There is strong research that backs this up. The 2019 First Nations Food, Nutrition and Environment Study conducted by the University of Ottawa, the Université of Montréal and the Assembly of First Nations, found that “traditional food has multiple core values for First Nations. These include cultural, spiritual and traditional values, along with enhanced nutrition and health, food security, ways of knowing and an ongoing connection to land and water. …Traditional food is of superior nutritional quality, and its inclusion significantly improves diet quality.”
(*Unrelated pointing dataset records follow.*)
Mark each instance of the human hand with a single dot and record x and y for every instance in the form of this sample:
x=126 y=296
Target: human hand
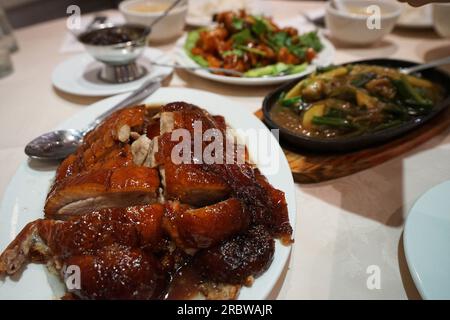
x=418 y=3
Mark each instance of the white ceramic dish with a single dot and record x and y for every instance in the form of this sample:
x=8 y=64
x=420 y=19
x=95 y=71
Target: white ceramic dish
x=166 y=29
x=78 y=75
x=415 y=18
x=324 y=58
x=25 y=195
x=426 y=240
x=359 y=29
x=441 y=22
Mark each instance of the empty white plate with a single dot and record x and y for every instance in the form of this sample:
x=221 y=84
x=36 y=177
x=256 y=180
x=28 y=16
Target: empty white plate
x=78 y=75
x=426 y=241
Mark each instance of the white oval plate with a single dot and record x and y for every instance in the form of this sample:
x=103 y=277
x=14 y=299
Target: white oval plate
x=25 y=195
x=78 y=75
x=426 y=241
x=324 y=58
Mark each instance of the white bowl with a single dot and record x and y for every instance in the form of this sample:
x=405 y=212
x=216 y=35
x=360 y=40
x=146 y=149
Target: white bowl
x=358 y=28
x=166 y=29
x=441 y=19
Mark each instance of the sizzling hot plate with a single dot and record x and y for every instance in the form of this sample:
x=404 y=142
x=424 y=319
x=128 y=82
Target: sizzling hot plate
x=344 y=144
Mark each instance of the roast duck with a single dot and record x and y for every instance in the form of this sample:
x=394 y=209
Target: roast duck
x=140 y=226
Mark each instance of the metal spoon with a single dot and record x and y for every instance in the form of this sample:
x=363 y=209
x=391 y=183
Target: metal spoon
x=431 y=64
x=59 y=144
x=177 y=66
x=165 y=13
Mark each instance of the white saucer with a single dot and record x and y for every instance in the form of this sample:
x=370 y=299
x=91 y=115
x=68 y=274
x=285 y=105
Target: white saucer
x=78 y=75
x=426 y=240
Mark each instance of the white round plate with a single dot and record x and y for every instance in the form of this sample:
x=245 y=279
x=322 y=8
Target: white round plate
x=324 y=58
x=426 y=240
x=200 y=12
x=78 y=75
x=25 y=195
x=416 y=18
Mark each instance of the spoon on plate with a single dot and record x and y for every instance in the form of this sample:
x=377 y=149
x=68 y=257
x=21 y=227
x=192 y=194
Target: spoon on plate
x=56 y=145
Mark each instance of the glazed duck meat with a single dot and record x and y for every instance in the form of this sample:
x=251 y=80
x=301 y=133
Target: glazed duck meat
x=139 y=223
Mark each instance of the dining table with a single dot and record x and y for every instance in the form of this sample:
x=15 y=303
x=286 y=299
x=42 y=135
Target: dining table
x=347 y=228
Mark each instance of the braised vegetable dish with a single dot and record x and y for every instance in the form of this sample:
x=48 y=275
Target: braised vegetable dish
x=253 y=45
x=353 y=100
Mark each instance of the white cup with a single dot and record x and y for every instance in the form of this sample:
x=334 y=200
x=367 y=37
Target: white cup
x=441 y=19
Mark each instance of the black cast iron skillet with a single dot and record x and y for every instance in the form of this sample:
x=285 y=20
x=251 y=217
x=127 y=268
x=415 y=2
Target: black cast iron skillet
x=345 y=144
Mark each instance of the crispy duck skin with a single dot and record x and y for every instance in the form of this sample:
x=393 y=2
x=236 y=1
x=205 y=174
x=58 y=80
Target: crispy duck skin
x=129 y=216
x=235 y=260
x=99 y=189
x=53 y=240
x=118 y=272
x=204 y=227
x=101 y=147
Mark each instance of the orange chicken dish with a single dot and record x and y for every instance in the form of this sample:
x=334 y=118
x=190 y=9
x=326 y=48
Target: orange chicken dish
x=139 y=226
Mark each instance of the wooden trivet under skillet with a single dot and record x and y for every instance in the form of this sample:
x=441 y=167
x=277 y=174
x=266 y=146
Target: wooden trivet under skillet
x=309 y=167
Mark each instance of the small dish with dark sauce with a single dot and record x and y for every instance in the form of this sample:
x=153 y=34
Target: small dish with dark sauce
x=116 y=45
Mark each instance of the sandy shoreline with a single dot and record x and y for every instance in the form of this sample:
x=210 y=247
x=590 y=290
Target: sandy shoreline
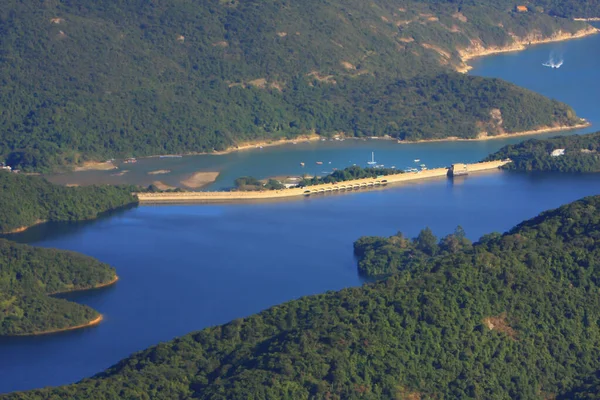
x=24 y=228
x=159 y=172
x=199 y=179
x=518 y=45
x=467 y=54
x=98 y=286
x=162 y=186
x=95 y=166
x=532 y=132
x=93 y=322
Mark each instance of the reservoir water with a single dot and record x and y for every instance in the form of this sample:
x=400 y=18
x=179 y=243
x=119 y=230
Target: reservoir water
x=184 y=268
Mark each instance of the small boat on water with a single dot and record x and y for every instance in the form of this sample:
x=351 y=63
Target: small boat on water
x=372 y=162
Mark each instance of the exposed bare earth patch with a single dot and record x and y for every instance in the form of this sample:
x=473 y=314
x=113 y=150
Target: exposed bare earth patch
x=260 y=83
x=162 y=186
x=199 y=179
x=322 y=78
x=437 y=49
x=500 y=324
x=460 y=16
x=347 y=65
x=159 y=172
x=96 y=166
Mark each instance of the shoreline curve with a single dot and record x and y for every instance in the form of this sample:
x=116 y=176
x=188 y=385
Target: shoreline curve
x=297 y=192
x=519 y=44
x=531 y=132
x=114 y=280
x=89 y=324
x=465 y=55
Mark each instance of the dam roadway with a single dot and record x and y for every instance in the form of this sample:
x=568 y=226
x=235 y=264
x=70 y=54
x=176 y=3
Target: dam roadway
x=345 y=186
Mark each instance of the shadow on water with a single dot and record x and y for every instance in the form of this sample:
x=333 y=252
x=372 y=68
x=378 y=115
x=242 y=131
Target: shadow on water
x=47 y=230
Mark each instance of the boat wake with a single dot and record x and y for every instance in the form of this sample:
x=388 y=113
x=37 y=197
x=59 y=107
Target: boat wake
x=552 y=63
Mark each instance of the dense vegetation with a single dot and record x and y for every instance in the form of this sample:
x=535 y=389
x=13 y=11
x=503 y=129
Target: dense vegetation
x=27 y=200
x=348 y=174
x=512 y=316
x=560 y=8
x=250 y=183
x=28 y=275
x=380 y=257
x=581 y=154
x=109 y=78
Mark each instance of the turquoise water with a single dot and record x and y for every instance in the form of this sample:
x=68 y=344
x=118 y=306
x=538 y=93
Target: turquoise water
x=184 y=268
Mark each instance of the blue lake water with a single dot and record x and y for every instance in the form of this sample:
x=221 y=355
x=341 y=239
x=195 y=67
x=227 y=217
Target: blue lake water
x=184 y=268
x=575 y=83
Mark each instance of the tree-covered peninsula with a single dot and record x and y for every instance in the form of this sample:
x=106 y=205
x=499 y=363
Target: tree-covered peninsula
x=514 y=315
x=29 y=200
x=112 y=78
x=28 y=275
x=576 y=153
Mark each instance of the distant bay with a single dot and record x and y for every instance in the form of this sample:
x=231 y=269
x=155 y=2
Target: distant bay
x=184 y=268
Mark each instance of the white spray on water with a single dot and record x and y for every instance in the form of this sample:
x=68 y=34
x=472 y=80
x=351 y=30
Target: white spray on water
x=554 y=61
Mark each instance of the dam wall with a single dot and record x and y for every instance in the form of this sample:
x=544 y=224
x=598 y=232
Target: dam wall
x=346 y=186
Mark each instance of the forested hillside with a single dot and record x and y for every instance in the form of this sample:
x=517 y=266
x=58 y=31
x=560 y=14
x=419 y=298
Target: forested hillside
x=113 y=78
x=560 y=8
x=28 y=200
x=28 y=275
x=512 y=316
x=581 y=154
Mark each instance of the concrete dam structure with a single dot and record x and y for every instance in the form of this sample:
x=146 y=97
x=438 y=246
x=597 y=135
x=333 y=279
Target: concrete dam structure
x=345 y=186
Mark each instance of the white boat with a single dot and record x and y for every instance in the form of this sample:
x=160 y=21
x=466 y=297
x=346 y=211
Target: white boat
x=372 y=162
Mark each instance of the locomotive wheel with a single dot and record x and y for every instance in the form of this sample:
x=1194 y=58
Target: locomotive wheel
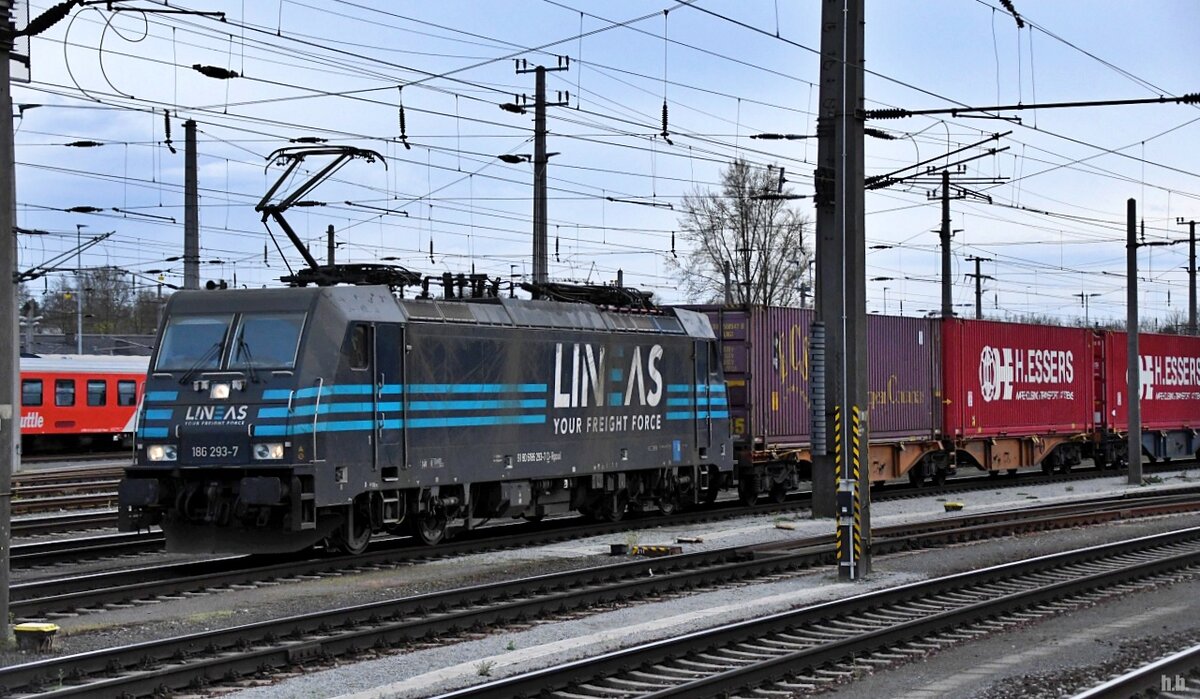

Jennifer has learned and now promotes the health benefits of traditional foods and dietary diversity. “It’s critical for our people because many of our communities are suffering with diabetes, kidney problems, heart problems. Just by changing your diet and your lifestyle you can [better manage diabetes]. Long-term studies have shown that changing your diet, eating healthier, changing how you relate to the land can change the chemistry in your body so that you’re able to get over illnesses faster.”

LOCAL FOOD OFFERS SOME RELIEF FOR HIGH AND RISING FOOD COSTS

Not only does wild game and locally-grown produce make high-quality nutrition more accessible to the community and increase dietary diversity, it also helps alleviate rising food costs. “I’ve had a lot of people say that they want a garden now because they can’t afford vegetables any more. Community members ask me about different ways to garden: indoor, outdoor, hydroponics, aquaponics,” Jennifer said. “Knowing that they can grow their own lettuce indoors during the winter or start their own cold storage so they have a continuous supply is a real eye opener for people,” adding that it helps defray the always-rising costs of food purchased in supermarkets as well as their questionable nutritional value.

Jennifer’s enthusiasm for spreading the word about the vast amount of food offered freely by Mother Earth is infectious: “Eighty per cent of weeds aren’t weeds at all, we can throw them into a salad. Milk thistle in the garden, you can eat the leaves. The purple flower off a milk thistle can be used in a tea. I had someone say, where do you find wild liquorice? Have you ever come across hitchhikers, the little things that get stuck to your clothes? Well, that’s wild liquorice. You dig up the roots and you mush it up and you get the liquorice flavour from that. Being able to show people, those little seeds you planted, this is what has become of them. This is what we can do with them,” Jennifer said gives her great joy.

ON THE PATH TO FOOD SOVEREIGNTY

Perhaps most importantly, Jennifer’s enthusiasm is inspiring significant change. “We have more people now willing to try a different style of eating. There are so many different opportunities to learn and teach and be able to expand the minds of people that wouldn’t normally think that you can do this,” she said.

The Food Forest Initiative’s promise of creating cross-community connections and learnings is coming to life. “We have a possible trade agreement with Muskeg. They have 130 apple trees and that’s more apples than they need. What grows around here is berries, so I would like to [offer] berries. I believe we’re working on another trade agreement with Ahtahkakoop [also a food forest member] and there’s a community up north that has wild rice…so we can have wild rice coming into the community for free while they get berries. Half the berries we grow here they don’t have up north because of the different climates,” Jennifer explained.

On the short-term horizon for Beardy’s and Okemasis’ is an aviary. “We need pollinators. I want to teach ten people to take care of the bees for the food forest so we can have a supply of honey, instead of using [refined, store-bought] sugar,” Jennifer added. The long-term vision? “Becoming food sovereign,” Jennifer said emphatically, leaving no doubt that she and her community are well on the way to making that vision a reality.